According to NBC News, disco is dead. That’s not entirely true as different genres of music have taken up the slack by utilizing bits and pieces of the once thriving culture, implementing them into their own styles. The same goes the way of disco ball production here in the United States. A once prominent industry four decades ago, Omega National Products, the Louisville company used to pump out 25 disco balls a day with 25 employees at the helm. Now, only one lone soul keeps this once thriving business alive here in the United States. Yolanda Baker, 69, assembles half a dozen per week at $125 a pop for a 12-inch ball, struggling to keep up with the outsourced industry where you can buy one produced in China for about $25 on Amazon.

“They don’t give off the light like ours do,” Baker said. “It’s not a ball that’s going to last.”

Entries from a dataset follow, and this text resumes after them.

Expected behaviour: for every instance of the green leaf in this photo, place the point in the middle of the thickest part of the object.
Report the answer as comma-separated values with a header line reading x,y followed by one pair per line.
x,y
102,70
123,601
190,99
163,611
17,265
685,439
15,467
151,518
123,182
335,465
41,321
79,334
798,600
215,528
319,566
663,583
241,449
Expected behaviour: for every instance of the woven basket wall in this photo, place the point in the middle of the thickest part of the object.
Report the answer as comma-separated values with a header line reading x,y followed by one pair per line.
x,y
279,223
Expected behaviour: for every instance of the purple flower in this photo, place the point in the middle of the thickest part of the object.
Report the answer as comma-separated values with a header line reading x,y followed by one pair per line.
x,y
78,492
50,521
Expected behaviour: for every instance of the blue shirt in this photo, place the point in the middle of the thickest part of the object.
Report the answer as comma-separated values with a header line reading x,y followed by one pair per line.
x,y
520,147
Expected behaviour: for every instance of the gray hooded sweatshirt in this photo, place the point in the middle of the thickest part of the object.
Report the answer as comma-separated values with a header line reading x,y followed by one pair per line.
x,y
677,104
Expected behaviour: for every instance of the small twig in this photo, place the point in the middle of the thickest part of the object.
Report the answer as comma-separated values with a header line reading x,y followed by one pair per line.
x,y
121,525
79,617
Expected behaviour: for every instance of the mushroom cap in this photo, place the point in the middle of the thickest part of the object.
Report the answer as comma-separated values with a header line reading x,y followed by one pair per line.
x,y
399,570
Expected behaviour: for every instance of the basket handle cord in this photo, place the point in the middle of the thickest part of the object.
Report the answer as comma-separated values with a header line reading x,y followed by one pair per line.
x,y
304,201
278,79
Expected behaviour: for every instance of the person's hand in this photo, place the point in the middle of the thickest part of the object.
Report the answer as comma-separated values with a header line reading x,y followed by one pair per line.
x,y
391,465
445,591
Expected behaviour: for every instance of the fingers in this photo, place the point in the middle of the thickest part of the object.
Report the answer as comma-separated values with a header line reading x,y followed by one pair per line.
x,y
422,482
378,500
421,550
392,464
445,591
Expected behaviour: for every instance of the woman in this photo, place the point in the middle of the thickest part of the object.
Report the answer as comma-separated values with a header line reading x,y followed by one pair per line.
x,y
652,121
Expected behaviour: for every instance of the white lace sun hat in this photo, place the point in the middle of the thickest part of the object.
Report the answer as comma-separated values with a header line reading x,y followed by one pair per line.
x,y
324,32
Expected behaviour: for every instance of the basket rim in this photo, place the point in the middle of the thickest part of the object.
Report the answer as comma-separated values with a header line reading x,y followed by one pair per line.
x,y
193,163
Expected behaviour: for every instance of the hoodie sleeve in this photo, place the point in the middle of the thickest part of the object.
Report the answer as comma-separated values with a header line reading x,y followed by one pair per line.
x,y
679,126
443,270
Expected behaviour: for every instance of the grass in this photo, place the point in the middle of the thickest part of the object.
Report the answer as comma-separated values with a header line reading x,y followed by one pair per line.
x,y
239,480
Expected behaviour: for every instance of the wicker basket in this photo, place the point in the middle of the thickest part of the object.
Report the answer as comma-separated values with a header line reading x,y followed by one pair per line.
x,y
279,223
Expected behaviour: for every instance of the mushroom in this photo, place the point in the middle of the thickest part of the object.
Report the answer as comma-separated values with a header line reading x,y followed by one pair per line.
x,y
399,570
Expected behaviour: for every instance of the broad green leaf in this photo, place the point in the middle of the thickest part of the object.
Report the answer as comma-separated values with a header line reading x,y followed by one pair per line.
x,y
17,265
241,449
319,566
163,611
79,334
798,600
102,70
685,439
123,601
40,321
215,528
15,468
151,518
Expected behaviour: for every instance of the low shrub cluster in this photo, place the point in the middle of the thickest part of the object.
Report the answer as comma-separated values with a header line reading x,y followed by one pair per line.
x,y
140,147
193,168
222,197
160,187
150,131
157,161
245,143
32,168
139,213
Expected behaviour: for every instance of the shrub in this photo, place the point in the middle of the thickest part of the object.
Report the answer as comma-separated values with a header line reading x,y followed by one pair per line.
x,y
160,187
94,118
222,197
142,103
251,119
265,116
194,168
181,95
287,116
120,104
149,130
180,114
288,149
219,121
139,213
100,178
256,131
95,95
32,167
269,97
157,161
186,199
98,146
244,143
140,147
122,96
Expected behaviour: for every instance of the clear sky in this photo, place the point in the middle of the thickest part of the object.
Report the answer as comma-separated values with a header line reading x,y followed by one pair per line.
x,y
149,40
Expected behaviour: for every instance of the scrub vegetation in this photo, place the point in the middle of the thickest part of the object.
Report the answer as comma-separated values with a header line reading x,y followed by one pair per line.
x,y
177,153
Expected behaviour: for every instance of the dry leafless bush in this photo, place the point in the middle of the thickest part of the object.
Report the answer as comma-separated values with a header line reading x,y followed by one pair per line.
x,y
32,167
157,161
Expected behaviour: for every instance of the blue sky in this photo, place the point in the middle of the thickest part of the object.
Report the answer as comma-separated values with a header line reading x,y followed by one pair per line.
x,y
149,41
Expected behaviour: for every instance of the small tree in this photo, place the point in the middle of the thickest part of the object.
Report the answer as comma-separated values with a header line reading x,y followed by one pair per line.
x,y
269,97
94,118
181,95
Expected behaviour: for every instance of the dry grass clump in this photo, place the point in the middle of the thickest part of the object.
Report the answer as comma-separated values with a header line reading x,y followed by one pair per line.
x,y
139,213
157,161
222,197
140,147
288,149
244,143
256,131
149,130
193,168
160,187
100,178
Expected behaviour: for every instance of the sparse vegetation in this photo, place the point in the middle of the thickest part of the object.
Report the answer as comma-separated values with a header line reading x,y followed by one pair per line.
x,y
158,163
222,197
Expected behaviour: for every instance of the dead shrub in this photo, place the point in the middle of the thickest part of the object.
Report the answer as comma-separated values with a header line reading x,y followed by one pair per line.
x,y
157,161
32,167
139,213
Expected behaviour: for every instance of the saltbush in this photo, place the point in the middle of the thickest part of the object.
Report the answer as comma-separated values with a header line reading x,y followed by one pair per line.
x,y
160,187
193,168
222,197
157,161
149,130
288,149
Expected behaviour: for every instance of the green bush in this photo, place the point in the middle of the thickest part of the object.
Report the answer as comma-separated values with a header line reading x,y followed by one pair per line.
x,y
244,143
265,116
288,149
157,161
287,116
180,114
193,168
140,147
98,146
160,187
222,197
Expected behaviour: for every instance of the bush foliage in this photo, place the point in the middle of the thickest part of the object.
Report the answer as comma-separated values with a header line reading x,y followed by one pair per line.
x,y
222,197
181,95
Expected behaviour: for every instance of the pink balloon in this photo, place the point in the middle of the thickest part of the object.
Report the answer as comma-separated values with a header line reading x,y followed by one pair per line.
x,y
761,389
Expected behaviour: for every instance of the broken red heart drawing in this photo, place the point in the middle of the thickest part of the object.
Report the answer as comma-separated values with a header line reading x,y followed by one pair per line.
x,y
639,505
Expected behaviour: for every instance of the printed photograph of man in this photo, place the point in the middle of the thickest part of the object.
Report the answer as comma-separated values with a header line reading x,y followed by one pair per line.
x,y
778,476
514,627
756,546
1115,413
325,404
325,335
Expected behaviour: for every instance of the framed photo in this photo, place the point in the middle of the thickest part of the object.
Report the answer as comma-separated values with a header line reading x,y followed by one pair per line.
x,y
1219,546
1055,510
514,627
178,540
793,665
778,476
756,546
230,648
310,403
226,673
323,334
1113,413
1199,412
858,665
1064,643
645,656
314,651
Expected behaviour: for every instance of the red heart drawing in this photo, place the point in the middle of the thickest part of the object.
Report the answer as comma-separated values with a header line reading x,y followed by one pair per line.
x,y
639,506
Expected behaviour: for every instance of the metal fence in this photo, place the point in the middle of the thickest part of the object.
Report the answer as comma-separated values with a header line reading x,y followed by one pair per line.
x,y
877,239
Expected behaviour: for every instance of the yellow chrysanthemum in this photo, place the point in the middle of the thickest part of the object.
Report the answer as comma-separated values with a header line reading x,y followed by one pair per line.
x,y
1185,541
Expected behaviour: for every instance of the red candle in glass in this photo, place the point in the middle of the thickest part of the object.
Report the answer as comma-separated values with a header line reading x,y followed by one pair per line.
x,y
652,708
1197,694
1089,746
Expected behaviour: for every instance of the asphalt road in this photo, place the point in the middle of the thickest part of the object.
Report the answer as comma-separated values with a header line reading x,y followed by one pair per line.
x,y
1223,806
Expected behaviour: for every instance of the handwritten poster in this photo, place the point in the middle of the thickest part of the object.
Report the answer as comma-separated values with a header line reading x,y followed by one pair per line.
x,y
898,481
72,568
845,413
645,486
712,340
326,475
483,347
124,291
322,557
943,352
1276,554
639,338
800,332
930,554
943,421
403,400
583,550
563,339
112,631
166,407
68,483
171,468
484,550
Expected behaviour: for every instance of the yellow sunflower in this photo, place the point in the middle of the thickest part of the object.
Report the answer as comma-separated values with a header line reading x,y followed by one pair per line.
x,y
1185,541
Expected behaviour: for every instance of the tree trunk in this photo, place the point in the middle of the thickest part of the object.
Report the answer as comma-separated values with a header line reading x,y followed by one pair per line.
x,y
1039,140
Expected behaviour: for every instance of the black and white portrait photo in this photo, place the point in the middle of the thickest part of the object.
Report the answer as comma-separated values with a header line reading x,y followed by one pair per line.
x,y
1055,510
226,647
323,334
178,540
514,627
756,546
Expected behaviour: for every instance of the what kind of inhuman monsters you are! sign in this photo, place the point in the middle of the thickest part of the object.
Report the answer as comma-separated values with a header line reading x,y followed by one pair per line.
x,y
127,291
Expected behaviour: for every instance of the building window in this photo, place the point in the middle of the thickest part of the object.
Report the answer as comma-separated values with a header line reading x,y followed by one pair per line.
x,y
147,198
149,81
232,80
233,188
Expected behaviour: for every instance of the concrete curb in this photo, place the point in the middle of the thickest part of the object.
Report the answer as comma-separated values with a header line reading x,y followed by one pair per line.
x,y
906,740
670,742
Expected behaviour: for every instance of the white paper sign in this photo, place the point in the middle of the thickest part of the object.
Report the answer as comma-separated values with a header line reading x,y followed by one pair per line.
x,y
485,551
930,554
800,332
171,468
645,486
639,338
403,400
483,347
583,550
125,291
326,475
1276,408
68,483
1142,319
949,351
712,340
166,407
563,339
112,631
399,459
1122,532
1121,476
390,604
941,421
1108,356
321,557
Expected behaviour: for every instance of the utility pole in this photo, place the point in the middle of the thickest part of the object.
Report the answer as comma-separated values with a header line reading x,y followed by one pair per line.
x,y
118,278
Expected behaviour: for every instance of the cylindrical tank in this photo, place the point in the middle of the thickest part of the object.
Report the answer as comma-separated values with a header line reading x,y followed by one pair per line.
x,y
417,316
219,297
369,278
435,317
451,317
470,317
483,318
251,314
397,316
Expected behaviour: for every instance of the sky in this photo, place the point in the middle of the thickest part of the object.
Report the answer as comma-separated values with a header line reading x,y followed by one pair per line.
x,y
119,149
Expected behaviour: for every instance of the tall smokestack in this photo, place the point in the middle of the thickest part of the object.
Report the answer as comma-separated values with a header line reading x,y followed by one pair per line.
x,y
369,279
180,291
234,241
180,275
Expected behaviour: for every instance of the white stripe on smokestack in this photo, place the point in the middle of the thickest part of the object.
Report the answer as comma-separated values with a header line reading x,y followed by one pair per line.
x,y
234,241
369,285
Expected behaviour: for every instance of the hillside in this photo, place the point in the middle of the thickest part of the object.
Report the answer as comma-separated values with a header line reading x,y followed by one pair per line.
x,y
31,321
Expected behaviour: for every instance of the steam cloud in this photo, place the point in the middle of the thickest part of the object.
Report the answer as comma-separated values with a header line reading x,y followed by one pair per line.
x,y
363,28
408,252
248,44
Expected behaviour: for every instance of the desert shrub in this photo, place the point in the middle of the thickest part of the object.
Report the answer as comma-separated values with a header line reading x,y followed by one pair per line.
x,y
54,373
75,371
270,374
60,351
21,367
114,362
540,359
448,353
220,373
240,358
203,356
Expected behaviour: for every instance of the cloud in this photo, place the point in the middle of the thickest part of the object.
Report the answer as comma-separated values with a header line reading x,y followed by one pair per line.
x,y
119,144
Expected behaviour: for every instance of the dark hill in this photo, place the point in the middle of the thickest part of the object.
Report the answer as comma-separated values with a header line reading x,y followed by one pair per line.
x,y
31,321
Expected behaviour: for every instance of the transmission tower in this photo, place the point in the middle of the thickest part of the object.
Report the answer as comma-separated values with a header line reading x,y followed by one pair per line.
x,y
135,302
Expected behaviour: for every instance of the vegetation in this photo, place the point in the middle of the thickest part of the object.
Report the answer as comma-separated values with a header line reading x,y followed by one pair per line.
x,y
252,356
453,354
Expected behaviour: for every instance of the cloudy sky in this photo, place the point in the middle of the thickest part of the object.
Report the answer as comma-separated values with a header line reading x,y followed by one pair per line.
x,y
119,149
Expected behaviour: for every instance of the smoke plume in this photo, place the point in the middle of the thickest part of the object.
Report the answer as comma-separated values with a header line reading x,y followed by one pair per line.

Debuted during the spring, an 11-foot, 2,300-pound, $50,000 glass-covered globe was made for display in Louisville where the product was patented back in 1917. Making it the largest disco ball in Kentucky, their loyal and observant residents are moved by the sentiment and want to build an even larger reminder of a time where disco balls reigned supreme with original designs putting the current record holder (England’s Isle of Wight) to shame with a massive seven story display. Following the post disco days, Omega has built the reflective orbs for Beyonce, Kid Rock, Shakira and Madonna which is quite the feat.